It’s 3 a.m. on a weekday. Instead of catching up on beauty sleep or resting up before the big quiz in the morning, you’re lying awake in bed, and you don’t know why. In college, we often give up precious sleep for noble causes (whether that involves books or red Solo cups), but it’s frustrating when you actually want to go to sleep — but can’t. What’s a girl to do when counting sheep is keeping us up even longer? HC got the scoop on common sleeping problems, relaxation techniques, sleep disorders and more, so that you can put your cute Victoria’s Secret PINK PJs to use and get some serious shuteye tonight!
What’s Keeping You Awake?
What keeps college girls up at night? The most common causes include a night owl schedule, stressful lifestyle or too much mental stimulation before bed.
Many of us have a syndrome called delayed sleep phase. “Teens and young adults often have delayed sleep phase, meaning they don’t feel sleepy until later in the night or in the wee hours of the morning,” says "Lisa Shives, MD, spokeswoman for SleepBetter.org and the American Academy of Sleep Medicine. This sleep issue is not a serious medical problem, but it ensures that you’ll be up watching 90’s reruns on Nickelodeon instead of being tucked into bed late at night. Delayed sleep phase is common among collegiettes because of hectic schedules, rationing time between classes, work, sports, activities and our busy social lives. For many of us, this leads to studying, partying or otherwise staying awake late into the night on a frequent basis. “It is a lot to fit into a 24 hour day, and the activity that seems expendable is sleep,” Dr. Shives says. But even though you’re not being graded or judged on how much sleep you get, it’s important to establish a healthy sleep routine so that you can function normally during the day.
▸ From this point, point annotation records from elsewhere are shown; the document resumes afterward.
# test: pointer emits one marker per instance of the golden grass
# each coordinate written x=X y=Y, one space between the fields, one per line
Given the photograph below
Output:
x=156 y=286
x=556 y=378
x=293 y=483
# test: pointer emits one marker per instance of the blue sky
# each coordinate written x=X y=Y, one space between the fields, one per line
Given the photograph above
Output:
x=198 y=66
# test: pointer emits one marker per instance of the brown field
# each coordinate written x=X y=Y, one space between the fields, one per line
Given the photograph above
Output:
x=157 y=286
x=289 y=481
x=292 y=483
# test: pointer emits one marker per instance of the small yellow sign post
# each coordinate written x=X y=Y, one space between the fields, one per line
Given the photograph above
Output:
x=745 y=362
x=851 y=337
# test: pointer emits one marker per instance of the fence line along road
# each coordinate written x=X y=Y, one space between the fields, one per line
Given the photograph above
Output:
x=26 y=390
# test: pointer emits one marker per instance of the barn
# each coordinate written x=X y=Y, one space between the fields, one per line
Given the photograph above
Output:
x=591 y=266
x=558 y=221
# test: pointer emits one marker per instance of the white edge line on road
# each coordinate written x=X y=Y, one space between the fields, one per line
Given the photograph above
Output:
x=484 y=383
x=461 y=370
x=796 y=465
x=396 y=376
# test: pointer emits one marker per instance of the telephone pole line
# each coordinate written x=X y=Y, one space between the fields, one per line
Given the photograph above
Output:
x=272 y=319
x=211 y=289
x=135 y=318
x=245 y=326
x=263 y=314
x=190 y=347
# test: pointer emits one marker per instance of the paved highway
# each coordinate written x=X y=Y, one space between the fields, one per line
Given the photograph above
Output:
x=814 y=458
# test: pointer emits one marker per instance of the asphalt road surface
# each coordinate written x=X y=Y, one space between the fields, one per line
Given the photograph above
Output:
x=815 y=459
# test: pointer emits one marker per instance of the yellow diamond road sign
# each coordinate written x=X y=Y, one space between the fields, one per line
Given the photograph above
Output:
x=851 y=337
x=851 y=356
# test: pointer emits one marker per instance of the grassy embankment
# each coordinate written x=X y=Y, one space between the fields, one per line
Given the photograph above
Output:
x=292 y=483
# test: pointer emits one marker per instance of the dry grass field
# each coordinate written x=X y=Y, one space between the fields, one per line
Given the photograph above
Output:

Guys! Exams! Extracurriculars! Guys! Even if you’re setting aside enough hours for a healthy night’s sleep, all that hectic activity could leave you too mentally strained to relax at night. Dani, an HC contributing writer and sophomore at Northeastern University, sometimes has trouble winding down after a busy day of work and classes. Similarly, Katherine, a former HC intern and current freshman at Northwestern, says, “Sometimes I just get to thinking about things like school starting or some sort of health problem I've been having, and I can't fall asleep because of it.”
Others, like HC contributing writer and University of Michigan junior Erica, are extra-sensitive to stimulants such as caffeine and have to be careful to avoid them late in the day. Many of us are also guilty of using our laptops, TVs or phones right before going to bed. The use of these devices stimulates your brain in a way that makes it more difficult to relax into a state of sleep, says Dr. Shives, and the brightly lit screens strain your eyes, making it hard to drift off.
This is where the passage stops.